The goal of tracheobronchoplasty (TBP) in tracheobronchomalacia (TBM) patients is to restore a normal configuration of the airway by stabilizing the cartilaginous rings and plicating the redundant posterior membranous wall. Airway splinting was first introduced to treat cases of tracheal stenosis, especially in the pediatric population. These early interventions included procedures involving excision of thickened tissue with grafting and splint for six weeks as well as splitting of the larynx with a Teflon stent (1,2). Problems with granulation tissue formation and vocal cord damage were noted with each technique. There were also later attempts to use polyethylene mesh prosthesis for membranous wall tracheoplasty in patients with emphysema, but 4 out of 12 died from erosion of the prosthetic into surrounding structures (3).
One of the early case-series of TBP for TBM was from the Massachusetts General Hospital group, which reported on 14 patients who underwent right thoracotomy for posterior tracheobronchial splinting with polypropylene mesh (4). The authors demonstrated significant clinical improvement and an increase in mean predicted FEV1 from 51% to 73% (P=0.009). Using the same approach and a comparable technique with polypropylene mesh, Gangadharan and colleagues from Beth Israel Deaconess Hospital in Boston published their first case series in 2011 of 63 patients who underwent TBP. While there was no statistical improvement in pulmonary functions tests, patients reported significant improvement in functional status and respiratory questionnaires scores (5). The group later reported their experience with 161 patients who underwent TBP from 2002 until 2016 (6). Severe complications (Clavien-Dindo grade ≥IIIa) occurred in 38 patients (24%), including 27 (17%) who had respiratory failure. Median intensive care unit length of stay was 4 days and median total length of stay was 8 days. In-hospital mortality occurred in 2 patients, and 68% of patients were discharged home.
While these series of TBP were all performed through a right thoracotomy, one of the early reports of a minimally invasive TBP was published by Tse et al. (7). The authors reported 2 cases of video-assisted thoracoscopic surgical TBP combined with airway stent placement for the treatment of TBM patients. However, it was the advent of the robotic technology with its more precise wristed motion that opened new horizons for tracheobronchial surgery. Lazzaro and colleagues reported the first series of robotic assisted TBP in 42 patients out of 435 who underwent evaluation for TBM. The median operative time (249 min) and median total length of stay (3 days) were substantially lower when compared to historical open TBP series such as the one by Gangadharan and colleagues (the median length of stay of 8 days, of which 3 days were in intensive care) (5,8). Eight patient developed major complications, but there was no mortality at 90 days. Furthermore, patients did exhibit statistically significant improvement in FEV1 by 13.5% and peak expiratory flow rate by 21%. Of note, a significant proportion of patients in this report had underlying asthma (88%). This remains the largest robotic TBP series in the literature to date.

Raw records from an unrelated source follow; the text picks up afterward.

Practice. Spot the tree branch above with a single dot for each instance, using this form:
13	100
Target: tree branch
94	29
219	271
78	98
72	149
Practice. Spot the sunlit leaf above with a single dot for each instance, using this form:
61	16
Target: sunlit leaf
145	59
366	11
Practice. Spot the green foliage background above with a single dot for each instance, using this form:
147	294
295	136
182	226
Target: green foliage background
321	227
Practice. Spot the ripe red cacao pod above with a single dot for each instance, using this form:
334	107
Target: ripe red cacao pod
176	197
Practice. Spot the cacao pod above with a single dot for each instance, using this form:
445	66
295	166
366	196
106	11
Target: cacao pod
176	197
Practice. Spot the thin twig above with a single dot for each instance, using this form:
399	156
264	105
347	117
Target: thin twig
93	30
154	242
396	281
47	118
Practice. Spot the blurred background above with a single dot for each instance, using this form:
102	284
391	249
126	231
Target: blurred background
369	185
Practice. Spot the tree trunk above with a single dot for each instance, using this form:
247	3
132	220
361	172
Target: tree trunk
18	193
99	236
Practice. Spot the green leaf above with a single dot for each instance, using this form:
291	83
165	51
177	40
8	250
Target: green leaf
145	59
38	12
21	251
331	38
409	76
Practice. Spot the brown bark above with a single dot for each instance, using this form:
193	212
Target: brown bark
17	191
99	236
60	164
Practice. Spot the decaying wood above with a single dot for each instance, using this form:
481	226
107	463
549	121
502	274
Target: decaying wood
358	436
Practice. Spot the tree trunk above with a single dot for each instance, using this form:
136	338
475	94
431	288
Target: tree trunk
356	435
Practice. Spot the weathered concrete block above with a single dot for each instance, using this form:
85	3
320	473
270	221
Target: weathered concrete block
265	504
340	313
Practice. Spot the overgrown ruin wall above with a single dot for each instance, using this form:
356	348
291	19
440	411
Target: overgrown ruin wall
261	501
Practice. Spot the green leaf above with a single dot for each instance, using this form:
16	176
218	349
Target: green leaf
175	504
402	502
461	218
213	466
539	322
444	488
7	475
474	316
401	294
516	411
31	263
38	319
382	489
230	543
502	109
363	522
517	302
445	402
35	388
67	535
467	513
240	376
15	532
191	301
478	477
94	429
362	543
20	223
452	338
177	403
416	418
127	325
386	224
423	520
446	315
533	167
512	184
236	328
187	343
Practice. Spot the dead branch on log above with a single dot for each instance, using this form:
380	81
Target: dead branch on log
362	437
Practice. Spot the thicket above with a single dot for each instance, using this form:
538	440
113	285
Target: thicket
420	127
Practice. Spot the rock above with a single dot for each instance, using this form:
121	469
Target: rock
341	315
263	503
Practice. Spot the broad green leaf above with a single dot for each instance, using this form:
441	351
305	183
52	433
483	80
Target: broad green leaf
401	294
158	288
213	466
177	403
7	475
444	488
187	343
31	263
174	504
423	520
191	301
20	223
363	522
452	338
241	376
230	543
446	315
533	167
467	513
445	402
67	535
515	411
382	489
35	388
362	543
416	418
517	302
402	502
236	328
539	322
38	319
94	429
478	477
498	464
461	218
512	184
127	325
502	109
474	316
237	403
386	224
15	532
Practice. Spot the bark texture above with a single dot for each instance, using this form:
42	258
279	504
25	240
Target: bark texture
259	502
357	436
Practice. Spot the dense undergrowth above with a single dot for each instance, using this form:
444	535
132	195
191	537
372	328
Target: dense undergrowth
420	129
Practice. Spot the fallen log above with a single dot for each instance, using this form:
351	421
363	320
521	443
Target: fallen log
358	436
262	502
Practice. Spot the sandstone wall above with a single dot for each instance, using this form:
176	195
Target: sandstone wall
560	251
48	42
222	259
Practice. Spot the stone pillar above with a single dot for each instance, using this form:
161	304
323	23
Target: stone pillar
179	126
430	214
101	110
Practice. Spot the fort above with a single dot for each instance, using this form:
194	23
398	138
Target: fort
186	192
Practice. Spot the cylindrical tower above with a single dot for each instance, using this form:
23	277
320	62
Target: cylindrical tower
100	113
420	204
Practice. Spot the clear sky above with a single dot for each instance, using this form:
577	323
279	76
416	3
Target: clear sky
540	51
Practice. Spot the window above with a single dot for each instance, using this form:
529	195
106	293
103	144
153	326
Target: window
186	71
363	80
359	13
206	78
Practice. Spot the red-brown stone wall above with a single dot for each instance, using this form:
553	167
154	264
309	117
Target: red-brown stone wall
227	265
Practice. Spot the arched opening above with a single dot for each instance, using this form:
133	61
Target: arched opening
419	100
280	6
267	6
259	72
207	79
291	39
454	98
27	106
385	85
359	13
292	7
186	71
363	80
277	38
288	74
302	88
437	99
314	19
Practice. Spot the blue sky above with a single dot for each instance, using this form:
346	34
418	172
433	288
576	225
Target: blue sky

In this manuscript, we review technical considerations in the surgical treatment of TBM, and highlight our own experience with the open and robotic approaches. While the pathophysiology, clinical presentation and work-up of TBM is beyond the scope of this manuscript, it is important to stress that surgery should be reserved for severely symptomatic patients.
TBP via open thoracotomy
The patient undergoes general anesthesia and intubation with a single lumen endotracheal tube (ETT), which allows inspection of the airway, suctioning of secretions and collection of appropriate cultures if necessary. An epidural can be placed prior to induction and after discussion with the anesthesia team; alternatively, an intercostal nerve block can be performed in the operating room. A bronchial blocker is then placed in the right main stem bronchus. The patient is then placed in the left lateral decubitus position with the pressure points padded as these cases can be lengthy in patients who cannot tolerate single lung ventilation for prolonged periods. Short apnea episodes with deflation of the bronchial blocker will also be necessary to place the sutures in the right mainstem bronchus.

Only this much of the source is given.